Penetapan standar untuk melihat mutu pendidikan masih banyak yang didasarkan pada keinginan yang kuat dari pengguna (customer) dan pemangku kepentingan (stakeholder) pendidikan. Termasuk pengguna (customer) dan pemangku kepentingan adalah siswa, guru, orang tua pengguna jasa pendidikan, pengguna jasa lulusan yang menuntut kompetensi tertentu sebagai indikator kelayakan bagi yang bersangkutan untuk melaksanakan suatu tugas atau pekerjaan, atau berbagai peran dalam kehidupan sosial – yang merupakan output pendidikan. Sementara masalah input dan proses dianggap sebagai masalah internal sekolah yang merupakan prerogatif profesi tenaga kependidikan. Sebenarnya, input, proses, dan output tidak dapat dipisahkan satu sama lain. Ketiganya merupakan masalah internal atau eksternal yang akan menentukan mutu pendidikan sekolah.
Dari segi lingkup kompetensi yang harus dicapai begitu luas. Pandangan tentang mutu pun kemudian meliputi berbagai aspek kompetensi. Bukan hanya menyangkut ranah kognitif tetapi juga afektif, psikomotor, dan bahkan spiritual. Mutu tidak hanya terfokus pada pencapaian atau prestasi akademis (academic achievement), tetapi juga bidang-bidang nonakademik, seperti prestasi seni, ketrampilan sosial, keterampilan vokasional, serta penghayatan dan pengamalan spiritual dalam bentuk budi pekerti luhur. Yang sering menjadi masalah adalah bagaimana menilai secara akurat berbagai aspek kompetensi tersebut. Apalagi kalau seluruhnya harus berdasarkan standar nasional. Sementara itu, sebagian ranah kemampuan yang dicapai untuk sebagian relatif sukar mengukurnya. Beberapa jenis kompetensi juga banyak yang lebih bersifat lokal, seperti keterampilan vokasional, keterampilan sosial, serta budi pekerti.

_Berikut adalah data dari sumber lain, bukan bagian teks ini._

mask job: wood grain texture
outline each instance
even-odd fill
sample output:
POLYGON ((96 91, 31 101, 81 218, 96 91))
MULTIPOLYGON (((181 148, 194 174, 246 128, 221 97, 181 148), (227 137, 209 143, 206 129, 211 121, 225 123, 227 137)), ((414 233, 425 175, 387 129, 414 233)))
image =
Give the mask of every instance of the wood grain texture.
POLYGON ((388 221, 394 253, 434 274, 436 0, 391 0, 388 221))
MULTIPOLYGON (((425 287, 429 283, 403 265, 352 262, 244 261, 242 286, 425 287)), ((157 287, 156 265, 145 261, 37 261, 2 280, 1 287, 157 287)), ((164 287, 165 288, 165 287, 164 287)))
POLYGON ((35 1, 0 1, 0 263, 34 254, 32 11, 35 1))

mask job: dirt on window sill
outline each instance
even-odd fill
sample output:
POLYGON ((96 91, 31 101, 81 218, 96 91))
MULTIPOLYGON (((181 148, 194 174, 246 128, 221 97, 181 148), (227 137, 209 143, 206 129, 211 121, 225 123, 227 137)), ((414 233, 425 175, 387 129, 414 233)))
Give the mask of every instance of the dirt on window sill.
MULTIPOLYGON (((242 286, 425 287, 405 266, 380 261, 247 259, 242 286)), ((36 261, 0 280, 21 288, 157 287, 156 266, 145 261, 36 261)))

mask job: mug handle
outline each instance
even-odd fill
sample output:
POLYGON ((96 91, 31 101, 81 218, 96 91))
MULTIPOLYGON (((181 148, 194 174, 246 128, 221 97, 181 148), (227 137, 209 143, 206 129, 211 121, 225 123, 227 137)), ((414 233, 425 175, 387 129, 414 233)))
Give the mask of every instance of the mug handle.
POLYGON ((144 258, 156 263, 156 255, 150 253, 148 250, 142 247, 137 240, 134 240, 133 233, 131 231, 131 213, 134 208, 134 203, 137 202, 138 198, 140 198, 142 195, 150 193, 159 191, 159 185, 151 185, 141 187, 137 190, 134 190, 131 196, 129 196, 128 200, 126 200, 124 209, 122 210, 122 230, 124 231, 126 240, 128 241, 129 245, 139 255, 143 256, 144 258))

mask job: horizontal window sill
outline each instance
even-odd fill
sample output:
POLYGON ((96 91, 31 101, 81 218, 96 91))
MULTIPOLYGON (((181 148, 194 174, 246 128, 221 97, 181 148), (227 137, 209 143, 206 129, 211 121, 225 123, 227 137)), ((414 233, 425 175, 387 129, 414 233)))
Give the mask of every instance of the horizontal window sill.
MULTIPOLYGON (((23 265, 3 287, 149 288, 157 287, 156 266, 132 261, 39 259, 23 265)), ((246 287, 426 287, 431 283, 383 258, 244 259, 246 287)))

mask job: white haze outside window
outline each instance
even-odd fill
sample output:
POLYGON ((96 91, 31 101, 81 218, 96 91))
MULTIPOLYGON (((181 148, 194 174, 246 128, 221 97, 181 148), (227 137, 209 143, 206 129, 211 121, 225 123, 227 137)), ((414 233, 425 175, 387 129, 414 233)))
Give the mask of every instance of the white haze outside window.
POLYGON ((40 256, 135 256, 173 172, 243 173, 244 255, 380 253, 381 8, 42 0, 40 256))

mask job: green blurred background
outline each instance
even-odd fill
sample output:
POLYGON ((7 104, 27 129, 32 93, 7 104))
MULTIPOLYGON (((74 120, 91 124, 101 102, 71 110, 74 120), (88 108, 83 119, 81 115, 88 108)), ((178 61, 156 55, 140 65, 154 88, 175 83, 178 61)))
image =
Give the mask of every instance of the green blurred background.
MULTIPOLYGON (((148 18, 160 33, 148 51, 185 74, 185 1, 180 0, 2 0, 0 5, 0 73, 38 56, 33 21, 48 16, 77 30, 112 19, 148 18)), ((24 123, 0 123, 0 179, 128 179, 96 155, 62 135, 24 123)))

Menurut Sallis (1993), terdapat tiga pengertian konsep mutu. Pertama, mutu sebagai konsep yang absolut (mutlak), kedua, mutu dalam konsep yang relatif, dan ketiga mutu menurut pelanggan.
Dalam pengertian absolut, sesuatu disebut bermutu jika memenuhi standar yang tertinggi dan tidak dapat diungguli, sehingga mutu dianggap sesuatu yang ideal yang tidak dapat dikompromikan, seperti kebaikan, keindahan, kebenaran. Mutu dalam konsep ini menunjukkan keunggulan status dan posisi dengan mutu tinggi (high quality). Jika dikaitkan dengan konteks pendidikan, maka konsep mutu absolut bersifat elit karena hanya sedikit lembaga pendidikan yang dapat memberikan pendidikan dengan high quality kepada siswa, dan sebagian besar siswa tidak dapat menjangkaunya.